ELECTIONS

Vying to Succeed Mack in Trenton, Candidates Attempt to Taint Opponents

By David Cruz
Correspondent

One of the enduring images of New Jersey’s capital city is that of an embattled Mayor Tony Mack, convicted of corruption dating to the earliest days of his administration, forced to resign in disgrace. Job one for the next mayor is to replace that image with something, anything else, because even here, where residents are kind of used to corrupt politicians, enough, they say, is enough.

“What I want to know about these mayors is who’s going to help us restore the ethics?” asked Barbara Nock outside a coffee shop on State Street.

Six people have stepped up to run and today, the frontrunners were throwing and ducking jabs. Eric Jackson, who most see as leading the race, is a former DPW director and ran the water department under Tony Mack. One of his opponents, Jim Golden, a former public safety director under a previous administration, tried to tie Jackson to the Mack days but found his own record questioned by reporters.

“Did Eric Jackson support Tony Mack in the runoff for mayor in 2010? Yes! Did Eric Jackson hold a job in under the Tony Mack administration? Yes! It’s factual,” declared Golden. But when a reporter pointed out that the violent crime rate rose while Golden was police director, Golden got defensive. “It did not rise to the degree that has been spun by my opponents,” he snapped.

Jackson responded by saying that those who connect him to Mack are attempting to distract from talking about real issues, like crime. There’s too much of it. And jobs, there are too few of them.

“I didn’t believe in the value sets the former administration had,” he said. “I didn’t have anything to do with the issues that they had. People who know Eric Jackson know my character, which I stand on,” he said.

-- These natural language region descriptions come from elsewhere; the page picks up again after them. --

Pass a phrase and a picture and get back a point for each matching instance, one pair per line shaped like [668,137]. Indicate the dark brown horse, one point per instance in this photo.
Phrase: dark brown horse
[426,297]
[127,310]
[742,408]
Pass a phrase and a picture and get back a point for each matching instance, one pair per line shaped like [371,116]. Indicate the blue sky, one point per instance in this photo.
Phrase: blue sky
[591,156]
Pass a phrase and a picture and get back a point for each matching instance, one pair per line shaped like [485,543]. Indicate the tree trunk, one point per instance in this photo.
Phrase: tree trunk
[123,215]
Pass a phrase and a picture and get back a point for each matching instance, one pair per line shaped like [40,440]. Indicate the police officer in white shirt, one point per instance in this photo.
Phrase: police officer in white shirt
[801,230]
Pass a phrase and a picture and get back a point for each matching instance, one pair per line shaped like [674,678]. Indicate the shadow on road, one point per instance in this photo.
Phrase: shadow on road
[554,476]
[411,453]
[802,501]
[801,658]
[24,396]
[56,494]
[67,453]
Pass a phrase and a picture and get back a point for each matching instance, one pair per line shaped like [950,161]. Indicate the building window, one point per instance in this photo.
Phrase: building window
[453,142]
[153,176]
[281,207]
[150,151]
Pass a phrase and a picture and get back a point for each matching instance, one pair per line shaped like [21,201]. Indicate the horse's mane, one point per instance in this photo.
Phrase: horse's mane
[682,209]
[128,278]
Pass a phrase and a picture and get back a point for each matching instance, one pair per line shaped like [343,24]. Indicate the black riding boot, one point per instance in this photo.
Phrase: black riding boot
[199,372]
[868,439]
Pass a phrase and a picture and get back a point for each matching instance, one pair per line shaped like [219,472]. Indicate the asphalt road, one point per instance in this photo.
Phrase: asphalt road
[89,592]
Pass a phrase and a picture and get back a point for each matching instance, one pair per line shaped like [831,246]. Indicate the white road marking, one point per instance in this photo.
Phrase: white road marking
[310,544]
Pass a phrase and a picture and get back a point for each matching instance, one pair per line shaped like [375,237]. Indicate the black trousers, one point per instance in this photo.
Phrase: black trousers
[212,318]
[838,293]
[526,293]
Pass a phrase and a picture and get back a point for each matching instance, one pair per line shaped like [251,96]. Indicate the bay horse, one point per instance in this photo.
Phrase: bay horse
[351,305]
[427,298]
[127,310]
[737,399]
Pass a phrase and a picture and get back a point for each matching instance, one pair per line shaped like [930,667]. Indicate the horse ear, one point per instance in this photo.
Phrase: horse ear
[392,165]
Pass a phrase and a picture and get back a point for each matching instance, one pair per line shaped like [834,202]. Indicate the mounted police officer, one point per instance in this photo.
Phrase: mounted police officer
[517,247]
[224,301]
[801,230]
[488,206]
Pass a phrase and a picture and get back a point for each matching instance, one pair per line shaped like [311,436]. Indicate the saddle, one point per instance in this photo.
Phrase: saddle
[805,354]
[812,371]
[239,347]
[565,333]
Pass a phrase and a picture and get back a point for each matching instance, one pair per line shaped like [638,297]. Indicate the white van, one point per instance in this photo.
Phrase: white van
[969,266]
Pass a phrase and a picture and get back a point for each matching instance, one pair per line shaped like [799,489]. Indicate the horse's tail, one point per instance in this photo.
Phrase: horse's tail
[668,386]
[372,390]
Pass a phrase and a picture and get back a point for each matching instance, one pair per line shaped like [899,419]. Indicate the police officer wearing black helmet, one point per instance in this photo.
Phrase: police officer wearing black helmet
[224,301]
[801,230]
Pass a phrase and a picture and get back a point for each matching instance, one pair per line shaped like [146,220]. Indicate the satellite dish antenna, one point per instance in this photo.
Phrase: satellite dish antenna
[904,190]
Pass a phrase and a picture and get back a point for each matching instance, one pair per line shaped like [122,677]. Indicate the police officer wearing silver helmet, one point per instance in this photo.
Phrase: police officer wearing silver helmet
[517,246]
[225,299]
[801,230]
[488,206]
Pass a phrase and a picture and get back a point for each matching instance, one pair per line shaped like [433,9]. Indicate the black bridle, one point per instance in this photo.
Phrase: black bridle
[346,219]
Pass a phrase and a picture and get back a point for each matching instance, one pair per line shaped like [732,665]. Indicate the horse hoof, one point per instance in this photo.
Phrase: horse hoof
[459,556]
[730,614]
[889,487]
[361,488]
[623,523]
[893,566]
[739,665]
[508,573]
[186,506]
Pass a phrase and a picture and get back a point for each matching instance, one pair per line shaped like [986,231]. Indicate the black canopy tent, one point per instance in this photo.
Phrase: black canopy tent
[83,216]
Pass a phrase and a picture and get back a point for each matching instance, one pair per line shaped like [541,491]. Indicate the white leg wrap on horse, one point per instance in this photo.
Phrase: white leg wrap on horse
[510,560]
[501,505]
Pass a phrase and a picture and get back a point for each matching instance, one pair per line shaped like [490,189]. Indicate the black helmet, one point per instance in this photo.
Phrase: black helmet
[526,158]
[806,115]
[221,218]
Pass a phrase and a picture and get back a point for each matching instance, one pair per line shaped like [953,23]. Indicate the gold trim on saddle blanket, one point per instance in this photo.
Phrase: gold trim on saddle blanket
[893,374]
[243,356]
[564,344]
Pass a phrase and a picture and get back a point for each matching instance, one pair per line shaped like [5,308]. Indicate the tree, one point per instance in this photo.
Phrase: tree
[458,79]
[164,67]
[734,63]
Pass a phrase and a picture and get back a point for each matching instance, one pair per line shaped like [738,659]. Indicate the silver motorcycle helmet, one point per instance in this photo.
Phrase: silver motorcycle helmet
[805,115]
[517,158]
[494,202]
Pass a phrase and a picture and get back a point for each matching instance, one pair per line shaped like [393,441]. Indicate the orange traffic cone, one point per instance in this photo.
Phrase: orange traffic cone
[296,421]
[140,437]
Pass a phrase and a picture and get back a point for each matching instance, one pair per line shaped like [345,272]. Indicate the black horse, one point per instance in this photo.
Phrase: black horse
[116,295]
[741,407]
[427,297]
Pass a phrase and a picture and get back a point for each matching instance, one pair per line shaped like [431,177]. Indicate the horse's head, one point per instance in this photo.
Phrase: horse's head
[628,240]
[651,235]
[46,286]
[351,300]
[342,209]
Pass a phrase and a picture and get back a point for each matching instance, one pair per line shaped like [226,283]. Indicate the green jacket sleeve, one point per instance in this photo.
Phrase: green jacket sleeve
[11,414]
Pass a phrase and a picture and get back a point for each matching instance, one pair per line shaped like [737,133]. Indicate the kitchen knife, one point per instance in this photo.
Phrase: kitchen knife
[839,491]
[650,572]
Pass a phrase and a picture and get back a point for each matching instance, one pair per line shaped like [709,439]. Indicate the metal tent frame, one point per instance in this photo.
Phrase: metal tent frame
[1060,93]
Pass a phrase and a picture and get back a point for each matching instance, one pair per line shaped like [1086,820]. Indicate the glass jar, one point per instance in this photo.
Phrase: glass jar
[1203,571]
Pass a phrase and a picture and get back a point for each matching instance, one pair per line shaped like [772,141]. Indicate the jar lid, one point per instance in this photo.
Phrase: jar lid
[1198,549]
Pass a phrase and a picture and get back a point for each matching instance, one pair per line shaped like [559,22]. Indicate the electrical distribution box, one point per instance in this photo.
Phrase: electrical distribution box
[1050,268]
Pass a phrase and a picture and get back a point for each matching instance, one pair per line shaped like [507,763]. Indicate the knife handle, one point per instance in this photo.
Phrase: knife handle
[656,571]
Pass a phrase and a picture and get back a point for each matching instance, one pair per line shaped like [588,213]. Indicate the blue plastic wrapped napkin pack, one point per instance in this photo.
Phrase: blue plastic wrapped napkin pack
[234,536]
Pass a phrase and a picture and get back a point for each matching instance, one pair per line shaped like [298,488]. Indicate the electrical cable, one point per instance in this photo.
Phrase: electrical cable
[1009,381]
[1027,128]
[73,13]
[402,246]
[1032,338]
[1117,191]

Walker Worthy Jr. is the deputy county clerk and the choice of the county political apparatus. He has led the charge against Jackson, highlighting Jackson’s personal financial difficulties, including a bankruptcy, suggesting that those — and Jackson’s support of Mack — equal business as usual.

“I have watched as many others have as corruption just goes through City Hall,” he said. “Without good government and without cleaning the corruption, we cannot move forward in Trenton.”

Trentonian columnist L.A. Parker says this six-person race has boiled down to who can make it into a runoff. “The real goal is to finish second and then talk to other people see if they’ll join your bandwagon but Eric’s leading and that’s why people are attacking Eric Jackson. Walker Worthy attacks Eric Jackson. Jim Golden attacks Eric Jackson,” he said.

There is plenty to be down about in this city. The problems of crime and economic insecurity are deep rooted, but when you talk to enough people you get a genuine sense of hopefulness, that things might someday actually get better. Now all they need is a mayor who can justify their optimism.